Last night I went to see Julie & Julia in the theater with a friend and her friend who was in town visiting. It was a delightful, charming movie. The cast was fantastic and the scene changes between Julia Child's time and Julie in 2002 were seamless. Beyond that the story was simply charming. It left you with a happy, contented feeling - and that's an unusual thing to leave a theater with these days. (Or at least, that's been my experience lately.) I'm looking forward to it coming out on DVD as it's something I'll definitely be purchasing and I see it becoming a favorite very quickly thereafter.
At the same time, we're back in the ebb phase of my PhD and honestly, I'm not sure I have the ability to deal with the mood changes of the IRB. Sufficient to say that right now, it's all off and I'm not sure what's going to happen. I have 4 days to withdraw and get a refund from this semester's tuition (and put in for a deferral so that I'd have a semester to figure out what I'm doing - either choose a new idea and get started on a new idea paper or realize that this degree is just simply not in the cards for me and move on. Right now I'm not sure that I could tell you that I care one way or the other. I'm just so incredibly frustrated.

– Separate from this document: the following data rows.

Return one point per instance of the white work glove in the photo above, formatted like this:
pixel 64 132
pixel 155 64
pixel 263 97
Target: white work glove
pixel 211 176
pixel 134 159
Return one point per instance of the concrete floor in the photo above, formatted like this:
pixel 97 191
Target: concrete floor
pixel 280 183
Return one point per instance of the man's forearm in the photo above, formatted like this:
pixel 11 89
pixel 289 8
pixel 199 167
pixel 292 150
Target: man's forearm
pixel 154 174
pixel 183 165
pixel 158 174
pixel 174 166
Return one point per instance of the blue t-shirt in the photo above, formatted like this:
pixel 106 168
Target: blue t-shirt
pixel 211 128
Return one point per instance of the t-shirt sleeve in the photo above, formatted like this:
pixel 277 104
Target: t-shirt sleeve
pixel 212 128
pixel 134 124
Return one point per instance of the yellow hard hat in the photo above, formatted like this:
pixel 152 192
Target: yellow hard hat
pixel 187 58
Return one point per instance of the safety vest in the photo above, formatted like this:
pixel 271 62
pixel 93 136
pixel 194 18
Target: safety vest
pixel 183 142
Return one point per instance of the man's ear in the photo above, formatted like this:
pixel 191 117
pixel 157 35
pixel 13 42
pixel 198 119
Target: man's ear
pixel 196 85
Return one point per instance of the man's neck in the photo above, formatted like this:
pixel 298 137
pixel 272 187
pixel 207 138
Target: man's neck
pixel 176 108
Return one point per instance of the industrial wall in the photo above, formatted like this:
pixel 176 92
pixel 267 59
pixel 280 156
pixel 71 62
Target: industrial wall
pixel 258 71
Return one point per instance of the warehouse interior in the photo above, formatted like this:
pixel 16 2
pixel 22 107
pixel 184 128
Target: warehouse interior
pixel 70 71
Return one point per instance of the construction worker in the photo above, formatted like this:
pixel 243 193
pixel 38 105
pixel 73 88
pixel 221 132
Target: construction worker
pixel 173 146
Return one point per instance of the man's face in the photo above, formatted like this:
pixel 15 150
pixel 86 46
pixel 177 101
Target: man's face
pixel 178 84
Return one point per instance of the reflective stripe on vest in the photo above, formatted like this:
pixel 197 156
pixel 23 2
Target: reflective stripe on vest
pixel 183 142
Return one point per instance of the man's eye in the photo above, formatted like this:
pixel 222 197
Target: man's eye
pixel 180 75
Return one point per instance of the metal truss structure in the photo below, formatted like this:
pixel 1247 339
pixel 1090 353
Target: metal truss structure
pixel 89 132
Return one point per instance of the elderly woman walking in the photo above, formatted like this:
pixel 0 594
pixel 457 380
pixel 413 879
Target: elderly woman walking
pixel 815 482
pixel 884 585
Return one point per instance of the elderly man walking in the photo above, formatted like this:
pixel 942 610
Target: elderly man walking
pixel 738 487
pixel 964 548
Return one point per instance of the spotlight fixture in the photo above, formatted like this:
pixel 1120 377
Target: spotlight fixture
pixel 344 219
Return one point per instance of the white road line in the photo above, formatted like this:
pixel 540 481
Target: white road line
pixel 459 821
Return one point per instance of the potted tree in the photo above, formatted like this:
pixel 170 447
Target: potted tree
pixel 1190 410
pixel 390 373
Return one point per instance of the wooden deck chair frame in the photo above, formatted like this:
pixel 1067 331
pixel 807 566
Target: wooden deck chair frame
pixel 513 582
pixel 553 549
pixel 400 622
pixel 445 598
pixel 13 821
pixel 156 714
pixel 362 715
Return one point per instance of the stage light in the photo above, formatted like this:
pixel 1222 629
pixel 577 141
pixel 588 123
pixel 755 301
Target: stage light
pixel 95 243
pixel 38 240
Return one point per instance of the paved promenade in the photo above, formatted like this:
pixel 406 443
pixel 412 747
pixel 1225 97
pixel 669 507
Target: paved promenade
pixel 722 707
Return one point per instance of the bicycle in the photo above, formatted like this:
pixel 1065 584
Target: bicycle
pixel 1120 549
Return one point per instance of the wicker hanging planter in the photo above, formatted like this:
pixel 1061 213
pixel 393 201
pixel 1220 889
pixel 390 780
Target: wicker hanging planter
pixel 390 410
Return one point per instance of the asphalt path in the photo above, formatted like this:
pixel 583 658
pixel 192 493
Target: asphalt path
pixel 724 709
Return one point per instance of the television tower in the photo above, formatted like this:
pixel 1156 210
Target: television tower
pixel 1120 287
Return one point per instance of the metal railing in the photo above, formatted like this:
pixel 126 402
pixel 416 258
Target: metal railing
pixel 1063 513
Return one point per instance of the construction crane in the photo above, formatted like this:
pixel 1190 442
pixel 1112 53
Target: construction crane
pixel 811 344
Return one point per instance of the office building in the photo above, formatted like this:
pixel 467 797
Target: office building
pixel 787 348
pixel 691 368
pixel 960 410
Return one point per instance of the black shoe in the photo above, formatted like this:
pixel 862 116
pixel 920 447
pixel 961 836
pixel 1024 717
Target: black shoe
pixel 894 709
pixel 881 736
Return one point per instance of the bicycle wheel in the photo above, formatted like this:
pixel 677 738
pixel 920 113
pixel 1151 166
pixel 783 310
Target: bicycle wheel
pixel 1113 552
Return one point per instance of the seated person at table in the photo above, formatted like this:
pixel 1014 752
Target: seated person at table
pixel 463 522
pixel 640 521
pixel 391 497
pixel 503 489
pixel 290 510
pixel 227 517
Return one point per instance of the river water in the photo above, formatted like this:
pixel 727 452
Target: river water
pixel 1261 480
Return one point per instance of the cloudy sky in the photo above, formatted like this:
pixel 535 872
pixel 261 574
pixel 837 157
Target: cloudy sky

Beyond that, I find myself struggling with some serious ennui and I'm not sure exactly how to pull myself out of it. This, in itself, is frustrating in the extreme. It's irritating to have the logical side of your brain berating the rest of you for feeling the way you feel. It certainly doesn't help you feel better. Yet there it is.
For now, I think maybe it's time to go take a nap.
4 days ago
Ugh! I don't know how you've put up with the IRB as long as you have. I'm sorry this is happening again.